# Can a wave undergo SHM?

I am recently studying about Simple Harmonic motion and during that I thought,

Do a wave undergo simple harmonic motions ?

Do they ?

The equation for SHM is given by

$$\frac{\partial^2y}{\partial t^2}+ \omega_0^2y = 0\, .$$

Where $$y$$ is the displacement of the body with respect to a defined origin, and $$\omega_0$$ is the characteristic frequency of the system.

I believe when you are asking whether a wave undergoes SHM, you are effectively asking whether the points on a wave follow a SHM motion about the equilibrium point. Now the wave equation is given by

$$\frac{\partial^2{y}}{\partial x^2} = \frac{1}{v^2}\frac{\partial^2{y}}{\partial t^2}\, ,$$

where $$v$$ is the propagation speed of the wave.

So in effect you would require both equations to hold.To find the condition for such a system, we substitute $$\partial^2y/\partial t^2$$, and we get the equation

$$\frac{\partial^2{y}}{\partial x^2} = -\frac{\omega_0^2}{v^2}y\, .$$

Does this form look similar? Yes it does, it is a SHM in the spatial dimension. As such, a general solution for a wave whose particles riding on the crest undergo SHM about their equilibrium point, would require a SHM in the $$x$$ dimension, i.e. a linear combination of sinosoidal waves with respective amplitudes and phase displacements. Note the new characteristic frequency $$\omega_{0, new} \equiv \omega_0/v$$

They can do, in a sinusoidal wave each part of the wave is undergoing simple harmonic motion about the point of zero amplitude as long as it has a linear time dependence. As in this image from Hyperphysics:

• What happen if it doesn't have linear time dependence ? – Annamalai Sriram Mar 26 at 11:28
• Someone might correct me with an counterexample, but google "plot sin(x^2)" and look at its behaviour around the origin, that's not SHM in the same way. Although it might still fit the definition. – Charlie Mar 26 at 11:30

If the wave can be described by a single frequency (i.e. a sinusoidal wave of infinite length) then yes, by definition the medium is undergoing simple harmonic motion.

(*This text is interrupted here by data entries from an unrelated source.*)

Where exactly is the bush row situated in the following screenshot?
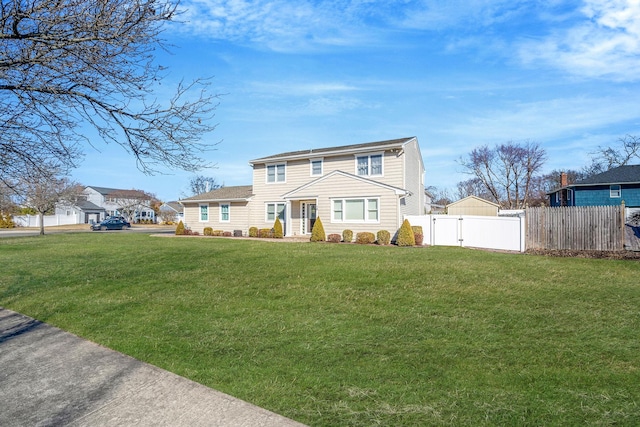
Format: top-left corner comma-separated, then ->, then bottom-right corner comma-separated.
311,217 -> 424,246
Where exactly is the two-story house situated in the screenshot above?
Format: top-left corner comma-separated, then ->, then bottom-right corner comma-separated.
179,137 -> 425,239
58,186 -> 156,223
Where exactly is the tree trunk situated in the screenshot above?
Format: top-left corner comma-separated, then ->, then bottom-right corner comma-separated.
39,213 -> 45,235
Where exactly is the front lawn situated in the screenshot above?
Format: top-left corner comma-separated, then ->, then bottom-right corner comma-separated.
1,234 -> 639,426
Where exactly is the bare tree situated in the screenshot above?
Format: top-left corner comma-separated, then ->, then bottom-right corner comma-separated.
18,168 -> 82,235
0,0 -> 219,185
108,189 -> 154,223
189,175 -> 221,196
459,141 -> 547,209
586,134 -> 640,175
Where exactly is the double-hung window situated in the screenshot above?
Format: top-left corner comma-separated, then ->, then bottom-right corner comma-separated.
610,185 -> 621,198
267,163 -> 286,183
220,203 -> 230,222
199,204 -> 209,222
310,159 -> 323,176
332,198 -> 379,223
266,203 -> 286,222
355,154 -> 383,176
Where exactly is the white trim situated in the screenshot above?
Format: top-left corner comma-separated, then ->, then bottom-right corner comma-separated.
309,158 -> 323,177
266,162 -> 287,184
354,152 -> 384,177
610,185 -> 621,198
330,197 -> 380,224
265,202 -> 286,223
198,203 -> 209,222
219,202 -> 230,223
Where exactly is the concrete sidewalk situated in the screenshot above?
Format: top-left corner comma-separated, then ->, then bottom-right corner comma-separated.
0,308 -> 307,427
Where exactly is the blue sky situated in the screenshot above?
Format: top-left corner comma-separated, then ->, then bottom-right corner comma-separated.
73,0 -> 640,201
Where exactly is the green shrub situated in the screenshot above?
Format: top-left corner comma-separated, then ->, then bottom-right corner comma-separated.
327,233 -> 341,243
0,213 -> 15,228
411,225 -> 424,246
249,227 -> 258,237
273,218 -> 283,238
203,227 -> 213,236
310,217 -> 325,242
259,228 -> 273,238
342,229 -> 353,243
175,220 -> 185,235
376,230 -> 391,245
396,219 -> 415,246
213,230 -> 223,236
356,232 -> 376,244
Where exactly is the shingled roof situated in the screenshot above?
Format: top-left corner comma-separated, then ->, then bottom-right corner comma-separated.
249,137 -> 416,163
573,165 -> 640,186
180,185 -> 254,202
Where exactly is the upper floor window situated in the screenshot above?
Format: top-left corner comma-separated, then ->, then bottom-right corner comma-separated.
267,163 -> 286,183
220,203 -> 230,222
356,154 -> 383,176
610,185 -> 621,198
310,159 -> 323,176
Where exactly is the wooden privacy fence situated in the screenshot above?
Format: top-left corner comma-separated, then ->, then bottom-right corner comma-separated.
526,206 -> 625,251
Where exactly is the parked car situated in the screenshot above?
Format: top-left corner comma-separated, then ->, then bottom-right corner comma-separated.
91,218 -> 131,231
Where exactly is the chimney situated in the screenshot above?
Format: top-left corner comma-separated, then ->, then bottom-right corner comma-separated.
560,172 -> 568,187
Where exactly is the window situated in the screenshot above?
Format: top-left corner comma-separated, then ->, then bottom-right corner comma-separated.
355,154 -> 383,176
199,204 -> 209,222
610,185 -> 621,198
267,163 -> 286,183
266,203 -> 286,222
310,159 -> 323,176
220,203 -> 230,222
332,198 -> 379,223
567,189 -> 573,202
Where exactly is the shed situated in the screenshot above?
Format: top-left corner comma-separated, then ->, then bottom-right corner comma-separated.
446,196 -> 500,216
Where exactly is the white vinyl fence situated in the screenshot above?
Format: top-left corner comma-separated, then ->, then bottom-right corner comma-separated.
13,213 -> 79,228
405,214 -> 526,252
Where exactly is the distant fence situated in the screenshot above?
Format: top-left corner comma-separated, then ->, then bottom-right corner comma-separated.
13,213 -> 79,228
526,206 -> 624,251
405,214 -> 526,252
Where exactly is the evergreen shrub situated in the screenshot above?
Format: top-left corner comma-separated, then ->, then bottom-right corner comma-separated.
273,218 -> 284,238
327,233 -> 341,243
175,221 -> 185,235
376,230 -> 391,245
412,225 -> 424,246
356,232 -> 376,244
259,228 -> 273,238
310,217 -> 325,242
249,227 -> 258,237
203,227 -> 213,236
396,219 -> 415,246
342,229 -> 353,243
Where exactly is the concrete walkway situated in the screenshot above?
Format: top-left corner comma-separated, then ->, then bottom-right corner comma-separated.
0,308 -> 306,427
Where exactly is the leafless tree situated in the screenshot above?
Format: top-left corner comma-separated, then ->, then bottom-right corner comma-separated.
17,167 -> 82,235
108,189 -> 154,223
586,134 -> 640,175
188,175 -> 221,196
0,0 -> 219,185
458,141 -> 547,209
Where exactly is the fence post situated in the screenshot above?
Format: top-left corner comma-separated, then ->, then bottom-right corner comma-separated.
621,201 -> 626,250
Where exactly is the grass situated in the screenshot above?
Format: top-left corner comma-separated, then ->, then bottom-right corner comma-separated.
1,233 -> 639,426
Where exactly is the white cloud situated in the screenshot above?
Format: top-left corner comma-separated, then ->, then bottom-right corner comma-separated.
518,0 -> 640,81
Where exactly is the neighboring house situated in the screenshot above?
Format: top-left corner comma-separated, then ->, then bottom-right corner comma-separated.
159,201 -> 184,223
446,196 -> 500,216
180,137 -> 425,238
79,186 -> 156,223
54,200 -> 105,224
548,165 -> 640,208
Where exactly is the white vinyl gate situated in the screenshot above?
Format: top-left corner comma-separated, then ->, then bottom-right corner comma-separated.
405,214 -> 526,252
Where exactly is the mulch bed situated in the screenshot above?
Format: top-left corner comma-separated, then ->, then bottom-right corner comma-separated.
526,249 -> 640,260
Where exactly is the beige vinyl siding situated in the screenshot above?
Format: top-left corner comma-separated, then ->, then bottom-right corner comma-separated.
447,197 -> 499,216
295,173 -> 401,237
401,138 -> 425,216
182,201 -> 251,234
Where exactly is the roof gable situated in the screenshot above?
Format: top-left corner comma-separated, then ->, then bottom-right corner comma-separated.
282,170 -> 408,199
446,195 -> 500,208
250,137 -> 416,164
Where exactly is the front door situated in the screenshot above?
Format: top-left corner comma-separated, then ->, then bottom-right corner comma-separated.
302,202 -> 317,234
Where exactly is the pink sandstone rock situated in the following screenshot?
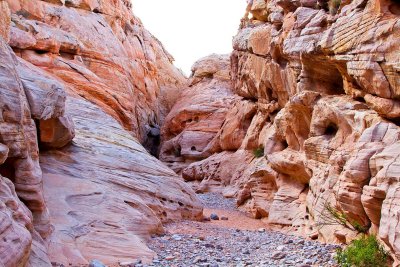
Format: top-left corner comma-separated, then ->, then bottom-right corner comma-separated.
0,0 -> 202,265
161,0 -> 400,263
160,54 -> 238,173
40,97 -> 202,265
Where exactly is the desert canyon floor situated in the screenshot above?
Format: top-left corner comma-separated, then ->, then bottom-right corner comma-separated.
147,193 -> 340,267
1,0 -> 400,266
71,192 -> 341,267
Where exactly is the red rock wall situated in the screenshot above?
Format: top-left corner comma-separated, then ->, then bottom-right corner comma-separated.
7,0 -> 186,142
161,0 -> 400,262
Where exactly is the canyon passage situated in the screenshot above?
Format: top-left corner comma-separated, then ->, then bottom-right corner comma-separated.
0,0 -> 400,266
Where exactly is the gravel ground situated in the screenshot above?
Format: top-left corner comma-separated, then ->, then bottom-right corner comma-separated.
197,193 -> 237,211
143,193 -> 340,267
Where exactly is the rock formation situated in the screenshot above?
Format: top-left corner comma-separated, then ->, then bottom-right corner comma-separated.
160,54 -> 240,174
161,0 -> 400,262
2,0 -> 400,264
0,0 -> 201,265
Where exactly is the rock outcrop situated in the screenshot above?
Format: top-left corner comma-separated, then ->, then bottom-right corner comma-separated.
40,97 -> 202,264
161,0 -> 400,262
160,54 -> 239,174
0,0 -> 202,265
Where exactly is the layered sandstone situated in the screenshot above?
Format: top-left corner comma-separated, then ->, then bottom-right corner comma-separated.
160,54 -> 240,174
161,0 -> 400,262
0,0 -> 202,265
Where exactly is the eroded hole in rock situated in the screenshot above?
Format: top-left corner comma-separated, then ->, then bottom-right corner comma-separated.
275,23 -> 283,31
34,49 -> 48,55
318,0 -> 329,11
301,55 -> 345,95
324,122 -> 338,137
205,73 -> 214,79
320,18 -> 328,29
143,125 -> 161,157
389,2 -> 400,15
191,146 -> 196,151
269,109 -> 280,122
272,47 -> 288,69
174,146 -> 182,157
354,97 -> 366,103
390,117 -> 400,127
0,158 -> 16,181
60,52 -> 75,60
266,87 -> 278,102
280,139 -> 289,150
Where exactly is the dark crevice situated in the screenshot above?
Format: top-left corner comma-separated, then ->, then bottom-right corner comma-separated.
324,123 -> 338,137
174,146 -> 182,157
389,117 -> 400,127
143,126 -> 161,157
354,97 -> 366,103
0,158 -> 16,182
389,2 -> 400,15
301,55 -> 345,95
272,47 -> 288,69
60,52 -> 75,60
93,8 -> 102,14
35,49 -> 48,55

If we drop the requirement of a single frequency, the whole wave does not strictly have simple harmonic behavior. However if we still consider the wave to be periodic with infinite extent, then by Fourier's theorem this wave can be described as a combination of many single-frequency waves, each of which undergoes simple harmonic motion.

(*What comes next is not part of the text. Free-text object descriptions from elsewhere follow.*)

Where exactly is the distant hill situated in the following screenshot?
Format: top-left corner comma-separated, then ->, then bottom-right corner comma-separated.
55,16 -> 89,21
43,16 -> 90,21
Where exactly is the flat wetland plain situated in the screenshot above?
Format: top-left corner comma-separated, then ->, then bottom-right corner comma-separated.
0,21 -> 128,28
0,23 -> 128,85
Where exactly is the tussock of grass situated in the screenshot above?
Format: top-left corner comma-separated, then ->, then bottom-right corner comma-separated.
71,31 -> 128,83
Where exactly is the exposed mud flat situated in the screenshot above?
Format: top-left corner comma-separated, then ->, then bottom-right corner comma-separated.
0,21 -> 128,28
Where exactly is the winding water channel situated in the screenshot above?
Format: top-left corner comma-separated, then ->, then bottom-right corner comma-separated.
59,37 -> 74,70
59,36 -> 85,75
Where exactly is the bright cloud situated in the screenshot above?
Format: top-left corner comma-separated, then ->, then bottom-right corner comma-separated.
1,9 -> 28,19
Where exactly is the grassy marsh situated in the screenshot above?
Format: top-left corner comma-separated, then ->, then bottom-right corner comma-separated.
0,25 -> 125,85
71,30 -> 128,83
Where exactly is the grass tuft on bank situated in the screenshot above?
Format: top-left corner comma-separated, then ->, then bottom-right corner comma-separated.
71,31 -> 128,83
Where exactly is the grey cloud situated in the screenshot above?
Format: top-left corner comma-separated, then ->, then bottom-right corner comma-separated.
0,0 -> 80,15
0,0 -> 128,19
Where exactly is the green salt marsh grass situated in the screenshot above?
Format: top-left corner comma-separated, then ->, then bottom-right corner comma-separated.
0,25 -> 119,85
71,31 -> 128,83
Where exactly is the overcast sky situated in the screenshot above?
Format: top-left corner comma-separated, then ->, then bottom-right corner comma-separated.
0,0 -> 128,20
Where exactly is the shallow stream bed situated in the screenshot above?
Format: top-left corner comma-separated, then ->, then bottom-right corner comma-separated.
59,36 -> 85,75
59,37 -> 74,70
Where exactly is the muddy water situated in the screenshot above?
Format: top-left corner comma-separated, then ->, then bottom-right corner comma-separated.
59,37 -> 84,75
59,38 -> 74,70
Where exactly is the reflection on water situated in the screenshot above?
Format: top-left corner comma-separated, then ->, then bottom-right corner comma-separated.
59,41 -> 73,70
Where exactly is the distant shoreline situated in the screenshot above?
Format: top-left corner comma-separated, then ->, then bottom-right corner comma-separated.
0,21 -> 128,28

Of course, in the real world most waves undergo damping, which means they do not go on forever and thus are not strictly periodic. For example, waves in water reduce in amplitude over time due to friction (and/or due to spreading out). Similarly, light (electromagnetic waves) is attenuated when it travels through an absorbing material.

Thus, for most real-world examples of waves simple harmonic motion does not strictly apply, but it can be an excellent approximation if the damping and finite-time effects are small.